Perché intitolare un buon ristorante e, soprattutto, una piazza a due feroci pirati che avevano devastato quegli stessi luoghi quattro o cinquecento anni prima? Non è, forse, come se in quel che rimane del ghetto di Varsavia, fra cinquecento anni, i discendenti degli ebrei superstiti dedicassero una piazza e/o un ristorante a Jürgen Stroop, il comandante delle Waffen-SS in Polonia, oppure ad Himmler, capo di tutte le SS?A proposito di Himmler vale la pena ricordare che l’SS-Obergruppenführer durante un viaggio in Italia, il 20 novembre 1937, volle fermarsi proprio a Cosenza. L’attenzione del capo delle SS era stata richiamata dalle ricerche e dagli scavi che una rabdomante francese, Amélie Crevolin, stava conducendo nell’agro di Vadue, alle porte della città, per ritrovare la tomba di Alarico. Deluso dall’assenza di risultati ottenuti dalla francese, Himmler andò via non senza, però, aver prima salutato romanamente il fiume, come raccontano molti testimoni oculari della visita ad un giornale locale dell’epoca.
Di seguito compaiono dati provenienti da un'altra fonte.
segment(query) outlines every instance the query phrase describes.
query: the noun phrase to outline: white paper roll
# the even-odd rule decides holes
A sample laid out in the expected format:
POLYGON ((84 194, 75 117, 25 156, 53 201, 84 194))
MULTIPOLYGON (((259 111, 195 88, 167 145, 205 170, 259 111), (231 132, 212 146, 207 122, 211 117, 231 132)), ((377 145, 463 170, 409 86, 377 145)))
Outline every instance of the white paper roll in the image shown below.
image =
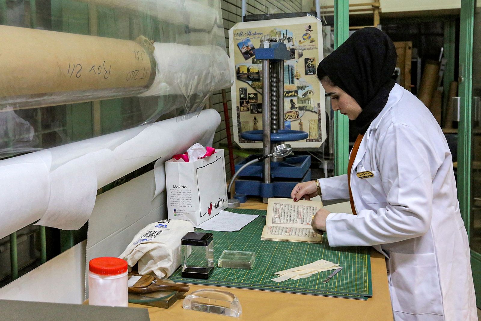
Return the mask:
POLYGON ((41 218, 38 224, 78 229, 91 213, 97 189, 196 142, 212 144, 218 113, 207 109, 181 119, 0 161, 0 238, 41 218))
POLYGON ((139 96, 208 94, 230 87, 234 74, 229 57, 217 46, 155 42, 153 83, 139 96))

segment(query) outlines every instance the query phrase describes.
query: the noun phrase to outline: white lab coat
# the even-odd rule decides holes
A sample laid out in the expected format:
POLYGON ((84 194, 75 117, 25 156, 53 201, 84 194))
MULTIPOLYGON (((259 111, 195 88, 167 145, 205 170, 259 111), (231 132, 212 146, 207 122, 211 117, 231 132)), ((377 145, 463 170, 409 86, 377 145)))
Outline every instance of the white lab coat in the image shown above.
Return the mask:
MULTIPOLYGON (((363 138, 350 175, 357 216, 329 214, 329 244, 372 245, 389 259, 394 320, 477 320, 449 149, 429 110, 398 85, 363 138), (356 175, 368 170, 373 177, 356 175)), ((323 200, 349 198, 347 175, 319 182, 323 200)))

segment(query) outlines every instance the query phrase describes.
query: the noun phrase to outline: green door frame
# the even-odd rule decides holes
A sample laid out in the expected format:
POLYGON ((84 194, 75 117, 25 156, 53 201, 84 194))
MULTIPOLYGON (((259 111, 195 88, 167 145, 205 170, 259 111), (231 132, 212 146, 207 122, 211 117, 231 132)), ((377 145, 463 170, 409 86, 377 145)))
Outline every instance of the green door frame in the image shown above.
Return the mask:
MULTIPOLYGON (((337 48, 349 36, 349 0, 334 1, 334 47, 337 48)), ((349 158, 349 123, 339 111, 334 114, 334 176, 347 173, 349 158)))
MULTIPOLYGON (((461 215, 470 237, 471 170, 472 102, 473 35, 476 0, 463 0, 459 31, 459 90, 460 97, 457 141, 457 193, 461 215)), ((481 306, 481 254, 471 251, 471 265, 476 293, 476 304, 481 306)))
Il motivo di tanto interesse da parte di Himmler risiede nell’ideologia nazista che individuava nelle virtù guerresche delle tribù germaniche dei goti, dei visigoti e degli ostrogoti e dei loro condottieri la radice e la ragione della superiorità della razza tedesca ed ariana. Per quanto riguarda ancor più specificamente la leggenda di Alarico si riteneva che il suo tesoro includesse la lancia che aveva colpito Gesù Cristo sulla croce. Per le radici esoteriche dell’ideologia nazista e per Hitler la sacra lancia, la “Heilige Lanze”, rappresentava un oggetto magico/archetipico eccezionalmente potente che meritava ogni sforzo per essere recuperato. Ricordo, per sovrappiù, che Hitler, nel maggio del 1943, volle chiamare “Operazione Alarico” l’offensiva che avrebbe portato all’occupazione dell’Italia da parte dei nazisti ed all’orrore che essa significò per la popolazione italiana.
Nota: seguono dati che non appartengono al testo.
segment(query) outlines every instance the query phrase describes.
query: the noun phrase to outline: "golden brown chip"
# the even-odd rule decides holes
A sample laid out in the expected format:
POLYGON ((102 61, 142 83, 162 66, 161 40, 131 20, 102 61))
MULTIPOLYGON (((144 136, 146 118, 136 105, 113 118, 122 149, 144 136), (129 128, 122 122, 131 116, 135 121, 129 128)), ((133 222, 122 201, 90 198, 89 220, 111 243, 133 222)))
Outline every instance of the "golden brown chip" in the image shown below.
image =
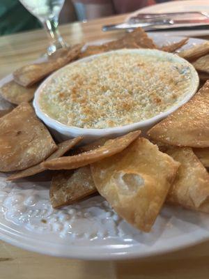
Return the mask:
POLYGON ((194 149, 193 151, 203 166, 209 167, 209 148, 194 149))
POLYGON ((188 38, 184 38, 178 43, 173 43, 168 45, 164 45, 160 50, 163 50, 164 52, 174 52, 176 50, 185 45, 188 42, 188 38))
POLYGON ((0 171, 24 169, 57 149, 45 126, 28 103, 0 119, 0 171))
POLYGON ((209 147, 209 80, 192 100, 153 127, 148 135, 167 144, 209 147))
POLYGON ((194 67, 197 70, 209 74, 209 54, 205 55, 193 63, 194 67))
POLYGON ((38 64, 24 66, 13 73, 14 80, 19 84, 29 87, 77 58, 82 47, 82 45, 76 45, 70 49, 65 56, 59 56, 56 59, 52 59, 47 62, 38 64))
MULTIPOLYGON (((68 150, 71 149, 82 140, 82 137, 75 137, 75 139, 66 140, 65 142, 59 144, 58 149, 52 153, 52 154, 50 155, 50 156, 48 157, 46 160, 63 156, 67 151, 68 151, 68 150)), ((24 177, 31 176, 32 175, 42 172, 46 169, 47 169, 41 163, 39 163, 28 169, 22 170, 10 175, 7 178, 7 180, 15 180, 22 179, 24 177)))
POLYGON ((119 216, 144 232, 154 224, 178 167, 143 137, 120 153, 91 165, 100 194, 119 216))
POLYGON ((7 110, 0 110, 0 117, 3 116, 4 115, 8 114, 9 112, 10 112, 13 109, 10 108, 10 109, 7 109, 7 110))
POLYGON ((140 135, 141 131, 130 133, 122 137, 107 140, 105 144, 94 150, 73 156, 61 157, 44 162, 43 165, 49 169, 73 169, 84 167, 104 158, 122 151, 140 135))
POLYGON ((140 27, 132 32, 127 33, 123 38, 112 40, 100 45, 91 45, 82 52, 80 58, 89 55, 98 54, 109 50, 121 50, 123 48, 157 48, 153 40, 140 27))
POLYGON ((6 100, 13 104, 20 105, 23 102, 29 102, 33 98, 37 86, 25 88, 12 80, 0 88, 0 94, 6 100))
POLYGON ((93 142, 91 144, 79 146, 76 149, 73 150, 73 155, 79 154, 81 153, 90 151, 91 150, 95 149, 98 147, 100 147, 105 144, 108 139, 105 137, 101 137, 100 139, 93 142))
POLYGON ((188 50, 183 50, 178 54, 189 61, 192 61, 208 54, 209 54, 209 43, 206 42, 201 45, 196 45, 188 50))
POLYGON ((60 171, 54 175, 49 190, 55 209, 71 204, 97 192, 89 166, 60 171))
POLYGON ((176 147, 167 153, 180 162, 180 166, 167 200, 185 208, 209 213, 209 174, 192 149, 176 147))

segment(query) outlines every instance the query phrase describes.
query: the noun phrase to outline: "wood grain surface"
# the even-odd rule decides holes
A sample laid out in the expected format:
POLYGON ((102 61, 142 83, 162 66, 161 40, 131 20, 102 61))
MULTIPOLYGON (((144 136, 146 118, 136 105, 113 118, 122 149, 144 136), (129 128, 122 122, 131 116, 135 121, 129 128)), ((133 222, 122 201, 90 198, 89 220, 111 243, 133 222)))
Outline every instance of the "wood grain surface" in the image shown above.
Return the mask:
MULTIPOLYGON (((69 44, 114 38, 120 32, 102 33, 104 24, 121 22, 125 15, 75 22, 61 27, 69 44)), ((43 54, 44 31, 0 38, 0 77, 43 54)), ((0 279, 208 279, 209 241, 177 252, 143 259, 90 262, 61 259, 25 251, 0 241, 0 279)))

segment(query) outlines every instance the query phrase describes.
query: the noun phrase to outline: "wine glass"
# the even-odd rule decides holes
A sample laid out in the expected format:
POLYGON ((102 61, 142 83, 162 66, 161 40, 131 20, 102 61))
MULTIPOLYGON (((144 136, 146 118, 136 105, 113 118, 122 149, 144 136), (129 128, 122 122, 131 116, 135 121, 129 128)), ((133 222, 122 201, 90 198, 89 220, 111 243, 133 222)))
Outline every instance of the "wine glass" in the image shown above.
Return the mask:
POLYGON ((51 55, 59 48, 68 46, 58 29, 59 15, 65 0, 20 0, 20 1, 43 25, 49 39, 48 55, 51 55))

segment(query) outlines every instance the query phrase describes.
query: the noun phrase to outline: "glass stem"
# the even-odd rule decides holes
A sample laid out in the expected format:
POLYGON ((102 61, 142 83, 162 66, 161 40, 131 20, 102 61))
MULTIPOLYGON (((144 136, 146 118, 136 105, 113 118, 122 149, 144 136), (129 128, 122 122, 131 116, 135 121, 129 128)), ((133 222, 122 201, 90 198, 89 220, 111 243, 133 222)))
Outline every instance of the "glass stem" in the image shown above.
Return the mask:
POLYGON ((64 42, 59 31, 58 23, 57 17, 49 18, 42 22, 50 42, 47 49, 48 55, 51 55, 59 48, 67 47, 67 44, 64 42))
Quello dei calabresi, quindi, è solo desiderio di annettersi, di rivendicare a sé chiunque goda di una qualche fama internazionale per costruirsi un’identità? Ė una sorta di gigantesca, collettiva “sindrome di Stoccolma” quella che ha colto le popolazioni di queste terre? Non è, forse, una incapacità di autorappresentarsi in modo diverso, positivo, auto-affermativo ed auto-elogiativo?
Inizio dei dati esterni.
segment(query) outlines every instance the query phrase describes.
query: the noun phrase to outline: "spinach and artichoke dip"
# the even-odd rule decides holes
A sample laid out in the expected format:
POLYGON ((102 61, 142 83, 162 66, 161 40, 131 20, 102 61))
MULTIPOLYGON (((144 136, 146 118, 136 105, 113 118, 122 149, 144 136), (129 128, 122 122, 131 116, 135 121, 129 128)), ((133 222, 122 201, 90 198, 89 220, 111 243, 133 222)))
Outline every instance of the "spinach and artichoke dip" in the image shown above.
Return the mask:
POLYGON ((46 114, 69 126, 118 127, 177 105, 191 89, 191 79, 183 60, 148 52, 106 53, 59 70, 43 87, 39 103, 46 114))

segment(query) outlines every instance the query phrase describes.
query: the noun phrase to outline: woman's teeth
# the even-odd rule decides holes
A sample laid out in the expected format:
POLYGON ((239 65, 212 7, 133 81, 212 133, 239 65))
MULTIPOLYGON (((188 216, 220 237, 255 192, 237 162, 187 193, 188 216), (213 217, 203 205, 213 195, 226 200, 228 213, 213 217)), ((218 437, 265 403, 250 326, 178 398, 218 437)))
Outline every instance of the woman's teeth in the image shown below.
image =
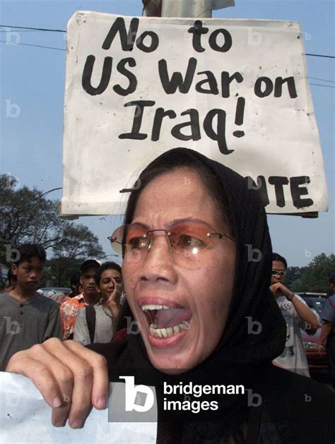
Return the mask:
POLYGON ((148 304, 142 306, 142 310, 143 311, 146 311, 147 310, 169 310, 169 308, 170 307, 167 305, 153 305, 152 304, 148 304))
POLYGON ((165 339, 167 337, 171 337, 178 333, 180 333, 183 330, 188 330, 189 328, 189 322, 184 320, 181 324, 175 325, 174 327, 168 327, 168 328, 157 328, 155 324, 151 324, 149 330, 151 336, 159 339, 165 339))

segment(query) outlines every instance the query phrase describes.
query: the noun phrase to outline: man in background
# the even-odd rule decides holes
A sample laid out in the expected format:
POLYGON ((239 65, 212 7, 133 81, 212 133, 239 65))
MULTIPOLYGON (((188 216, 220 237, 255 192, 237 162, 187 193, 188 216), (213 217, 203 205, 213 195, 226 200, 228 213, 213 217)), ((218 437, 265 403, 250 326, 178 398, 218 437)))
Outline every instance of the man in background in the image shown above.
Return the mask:
POLYGON ((80 283, 83 292, 66 299, 60 306, 64 340, 73 339, 79 310, 87 305, 95 305, 100 301, 100 295, 97 290, 94 276, 100 265, 97 259, 88 259, 81 264, 80 283))
POLYGON ((15 287, 0 298, 0 371, 14 353, 41 344, 50 337, 61 339, 58 305, 36 292, 43 274, 45 251, 25 244, 12 264, 15 287))
POLYGON ((324 323, 317 349, 320 352, 324 342, 327 341, 326 352, 328 370, 331 378, 333 388, 335 389, 335 271, 329 276, 328 294, 330 296, 324 303, 322 311, 321 317, 324 323))
POLYGON ((315 333, 319 323, 306 302, 283 284, 287 270, 286 260, 277 253, 272 256, 271 284, 270 290, 286 322, 286 343, 282 354, 274 363, 303 376, 310 376, 308 364, 301 337, 300 328, 315 333))

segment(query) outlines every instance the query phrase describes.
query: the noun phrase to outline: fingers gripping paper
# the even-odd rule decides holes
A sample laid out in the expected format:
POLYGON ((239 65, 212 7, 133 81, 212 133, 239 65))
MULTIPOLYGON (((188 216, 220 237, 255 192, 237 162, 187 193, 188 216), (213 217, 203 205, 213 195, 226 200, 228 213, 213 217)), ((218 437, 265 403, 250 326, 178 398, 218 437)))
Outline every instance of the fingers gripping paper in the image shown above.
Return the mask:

La ricorrenza dell’anniversario della morte di un invasore non può essere trasformata in un progetto o, peggio, in un “evento” (“horribile auditu”) che attragga il turismo culturale, ma, tutt’al più, potrebbe spingere ad organizzare un serio convegno internazionale sulla fine dell’antichità e l’inizio del medioevo. Il compito precipuo che deve svolgere il patrimonio culturale è risvegliare nell’anima dei calabresi la capacità di riconoscere la bellezza e l’armonia dei monumenti, delle città e dei paesaggi insieme alla piena consapevolezza dell’importanza che hanno la propria storia ed i valori simbolici ad essa collegati. A chi sembra che celebrare eccidi di cittadini calabresi ed i loro massacratori assolva a questo compito?”.